I think this is an issue with ReplicatedLinear
Sure, but regardless of this current issue, I believe these are Ampere GPUs - which we don't have support in the FP8 Triton MoE kernel for.
@mgoin Sorry to bother you. I got the same error when I ran DeepSeek-Coder-V2-Lite-Base-FP8 on two 4090s.

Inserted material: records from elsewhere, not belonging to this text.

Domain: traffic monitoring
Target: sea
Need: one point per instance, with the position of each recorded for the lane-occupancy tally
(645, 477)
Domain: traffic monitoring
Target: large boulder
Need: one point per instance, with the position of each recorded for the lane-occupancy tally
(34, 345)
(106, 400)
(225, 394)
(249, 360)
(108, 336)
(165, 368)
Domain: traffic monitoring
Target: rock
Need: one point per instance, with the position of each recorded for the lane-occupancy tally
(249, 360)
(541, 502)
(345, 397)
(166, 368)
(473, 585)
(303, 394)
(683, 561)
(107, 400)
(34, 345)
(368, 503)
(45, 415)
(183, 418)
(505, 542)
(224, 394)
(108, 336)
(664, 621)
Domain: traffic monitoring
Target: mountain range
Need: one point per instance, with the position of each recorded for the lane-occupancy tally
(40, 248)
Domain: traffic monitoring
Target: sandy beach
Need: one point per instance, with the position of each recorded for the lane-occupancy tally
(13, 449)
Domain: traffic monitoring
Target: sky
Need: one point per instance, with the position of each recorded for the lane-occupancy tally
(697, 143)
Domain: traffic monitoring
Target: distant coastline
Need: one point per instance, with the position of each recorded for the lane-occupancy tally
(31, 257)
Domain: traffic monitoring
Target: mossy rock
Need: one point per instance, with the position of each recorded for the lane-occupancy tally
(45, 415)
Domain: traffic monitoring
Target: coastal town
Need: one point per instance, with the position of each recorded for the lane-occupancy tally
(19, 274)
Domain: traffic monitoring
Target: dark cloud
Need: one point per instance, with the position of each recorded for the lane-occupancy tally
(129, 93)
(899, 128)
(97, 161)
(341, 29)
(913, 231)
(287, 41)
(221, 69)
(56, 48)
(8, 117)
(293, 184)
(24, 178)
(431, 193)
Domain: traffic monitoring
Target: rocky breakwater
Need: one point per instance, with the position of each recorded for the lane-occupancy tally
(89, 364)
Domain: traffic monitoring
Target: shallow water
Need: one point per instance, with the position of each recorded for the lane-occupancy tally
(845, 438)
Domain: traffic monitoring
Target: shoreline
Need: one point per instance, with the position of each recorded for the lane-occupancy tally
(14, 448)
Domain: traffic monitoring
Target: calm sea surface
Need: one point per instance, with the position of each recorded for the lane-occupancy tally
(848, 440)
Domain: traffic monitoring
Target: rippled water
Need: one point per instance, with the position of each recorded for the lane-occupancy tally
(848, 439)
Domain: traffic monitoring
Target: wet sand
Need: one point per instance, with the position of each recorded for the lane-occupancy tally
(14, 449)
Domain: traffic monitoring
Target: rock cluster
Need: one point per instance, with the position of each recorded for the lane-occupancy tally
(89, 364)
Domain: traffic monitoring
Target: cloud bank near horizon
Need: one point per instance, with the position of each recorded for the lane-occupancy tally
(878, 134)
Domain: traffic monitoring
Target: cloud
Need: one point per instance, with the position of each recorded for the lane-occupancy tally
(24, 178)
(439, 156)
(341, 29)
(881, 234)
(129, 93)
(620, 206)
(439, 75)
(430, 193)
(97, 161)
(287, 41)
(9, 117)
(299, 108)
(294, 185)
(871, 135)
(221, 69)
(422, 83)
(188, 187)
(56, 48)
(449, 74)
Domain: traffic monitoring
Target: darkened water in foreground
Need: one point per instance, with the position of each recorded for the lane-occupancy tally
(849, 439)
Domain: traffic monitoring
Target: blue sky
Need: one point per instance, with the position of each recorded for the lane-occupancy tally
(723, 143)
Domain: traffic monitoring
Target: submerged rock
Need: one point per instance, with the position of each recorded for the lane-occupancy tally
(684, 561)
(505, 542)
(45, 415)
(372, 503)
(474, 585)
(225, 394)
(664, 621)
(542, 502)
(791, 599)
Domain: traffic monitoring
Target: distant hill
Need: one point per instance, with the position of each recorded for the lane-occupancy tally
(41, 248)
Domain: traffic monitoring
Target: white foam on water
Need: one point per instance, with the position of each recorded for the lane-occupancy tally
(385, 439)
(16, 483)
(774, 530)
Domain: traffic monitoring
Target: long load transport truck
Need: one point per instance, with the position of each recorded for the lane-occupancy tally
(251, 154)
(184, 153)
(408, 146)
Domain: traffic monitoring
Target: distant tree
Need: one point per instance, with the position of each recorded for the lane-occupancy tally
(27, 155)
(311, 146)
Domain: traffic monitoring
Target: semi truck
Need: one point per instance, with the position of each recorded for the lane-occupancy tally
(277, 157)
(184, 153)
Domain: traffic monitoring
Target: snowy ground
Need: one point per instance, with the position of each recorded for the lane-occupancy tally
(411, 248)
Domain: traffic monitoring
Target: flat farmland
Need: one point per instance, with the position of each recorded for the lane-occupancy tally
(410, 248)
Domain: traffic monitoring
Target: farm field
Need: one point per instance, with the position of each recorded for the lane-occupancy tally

My execution command is: vllm serve DeepSeek-Coder-V2-Lite-Base-FP8 --gpu-memory-utilization 0.9 --trust-remote-code --max-model-len 10000 --enable-chunked-prefill=False --tensor-parallel-size 2 --enforce_eager Is it the same reason?
Yes, fp8 for MoE needs cc 9.0 and I belive 4090 is 8.9.
We need to wait for pytorch to upgrade to triton 3.0 to support 8.9
the same problem with L20 gpu
any news on this, considering the new DeepSeek v2.5 release now?
This should work with the latest release - have you tried vllm 0.6.0 and saw the same issue?
This should work with the latest release - have you tried vllm 0.6.0 and saw the same issue?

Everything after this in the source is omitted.